Abstract

Electroencephalography (EEG) signal processing to decode motor imagery (MI) involves high-dimensional features, which increases the computational complexity. To reduce this computational burden due to the large number of channels, an iterative multiobjective optimization for channel selection (IMOCS) is proposed in this paper. For a given MI classification task, the proposed method initializes a reference candidate solution and subsequently finds a set of the most relevant channels in an iterative manner by exploiting both the anatomical and functional relevance of EEG channels.
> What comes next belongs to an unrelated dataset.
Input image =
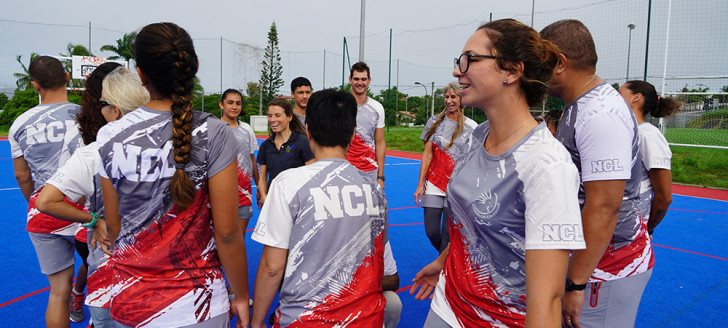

The proposed approach is evaluated on the Wadsworth dataset for the right fist versus left fist MI tasks, while considering the cross-validation accuracy as the performance evaluation criteria. Furthermore, 12 other dimension reduction and channel selection algorithms are used for benchmarking. The proposed approach (IMOCS) achieved an average classification accuracy of about 80% when evaluated using 35 best-performing subjects. One-way analysis of variance revealed the statistical significance of the proposed approach with at least 7% improvement over other benchmarking algorithms. Furthermore, a cross-subject generalization of channel selection on untrained subjects shows that the subject-independent channels perform as good as using all channels achieving an average classification accuracy of 61%. These results are promising for the online brain–computer interface (BCI) paradigm that requires low computational complexity and also for reducing the preparation time while conducting multiple session BCI experiments for a larger pool of subjects.